Despite the transformative potential of ML-based CVD risk prediction, it remains encumbered by methodological, technical, and regulatory impediments that hinder its full-scale adoption into real-world healthcare settings. This review underscores the imperative circumstances for standardized validation protocols, stringent regulatory oversight, and interdisciplinary collaboration to bridge the translational divide. Our findings established an integrative framework for developing, validating, and applying ML-based CVD risk prediction algorithms, addressing both clinical and technical dimensions. To further advance this field, we propose a standardized, transparent, and regulated EHR platform that facilitates fair model evaluation, reproducibility, and clinical translation by providing a high-quality, representative dataset with structured governance and benchmarking mechanisms.
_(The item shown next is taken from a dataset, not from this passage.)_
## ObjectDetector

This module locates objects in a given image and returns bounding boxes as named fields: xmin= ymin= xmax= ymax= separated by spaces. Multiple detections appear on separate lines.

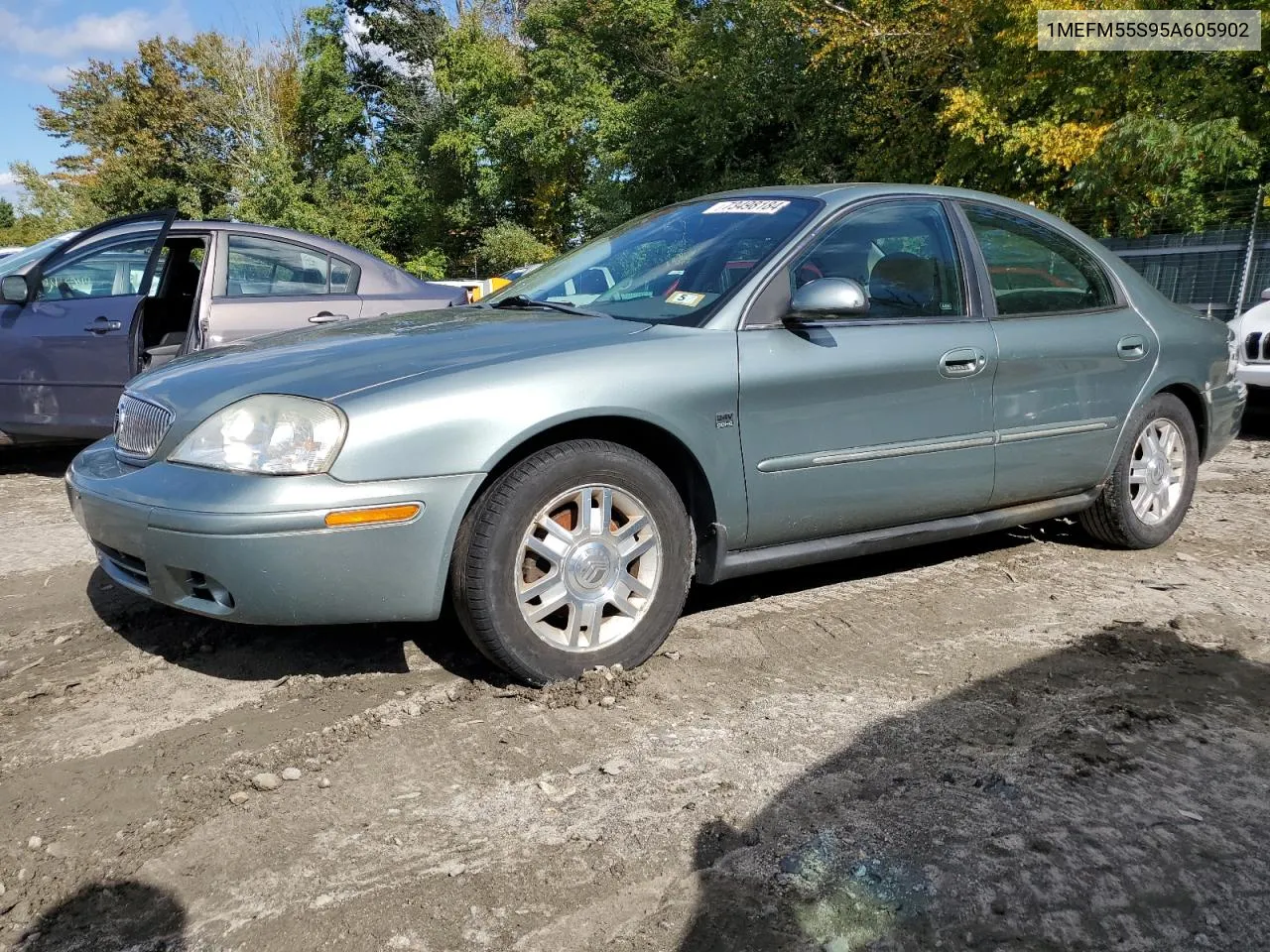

Meanwhile, future endeavors must prioritize enhancing model transparency, mitigating biases, and ensuring adaptability to heterogeneous clinical populations, fostering equitable and evidence-based implementation of ML-driven predictive analytics in cardiovascular medicine.
心血管疾病(CVD)仍是全球发病和死亡的首要原因。机器学习(ML)的最新进展已显示出在加强一级预防风险分层方面的巨大潜力,其预测性能超过了传统统计模型。因此,将ML与电子健康记录(EHR)相结合,能够通过利用个体患者纵向数据的粒度和广度实现更精确的风险估计。然而,一些基本障碍仍然存在,包括可推广性有限、可解释性方面的挑战以及缺乏严格的外部验证,所有这些都阻碍了其在临床中的广泛应用。
本综述遵循系统评价和Meta分析的首选报告项目(PRISMA)以及叙述性综述文章评估量表(SANRA)指南的方法严谨性。2024年3月进行了系统的文献检索,涵盖Medline和Embase数据库,以识别2010年以来发表的研究。从科学信息研究所(ISI)的科学网检索了补充参考文献,并进行了手动检索。通过Rayyan进行的筛选过程侧重于评估在一级预防背景下利用EHR数据进行长期CVD风险预测的ML驱动模型的系统评价和叙述性综述。排除了研究短期预后、高度特异性合并症队列或缺乏ML组件的传统模型的研究。
在对1757条记录进行详尽筛选后,22项研究符合纳入标准。其中,10项为系统评价(4项纳入了Meta分析),12项为叙述性综述,大多数研究发表于2020年之后。综合分析强调了ML在对复杂的EHR衍生风险因素进行建模方面的优越性,有助于进行精准驱动的心血管风险评估。尽管如此,仍存在一些突出挑战,CVD结局定义的异质性破坏了可比性,数据不完整和不一致影响了模型的稳健性,缺乏外部验证限制了临床可转化性。此外,伦理和监管方面的考虑,包括算法不透明、预测性能的公平性以及缺乏标准化评估框架,对无缝融入临床工作流程构成了巨大障碍。
尽管基于ML的CVD风险预测具有变革潜力,但它仍然受到方法、技术和监管方面的障碍的阻碍,这些障碍阻碍了其在现实世界医疗环境中的全面应用。本综述强调了标准化验证方案、严格监管监督和跨学科合作以弥合转化差距的迫切情况。我们的研究结果建立了一个用于开发、验证和应用基于ML的CVD风险预测算法的综合框架,涵盖了临床和技术层面。为了进一步推动该领域的发展,我们提出了一个标准化、透明且受监管的EHR平台,通过提供具有结构化治理和基准机制的高质量、代表性数据集,促进公平的模型评估、可重复性和临床转化。同时,未来的努力必须优先提高模型透明度、减轻偏差并确保对异质临床人群的适应性,促进ML驱动的预测分析在心血管医学中的公平和循证实施。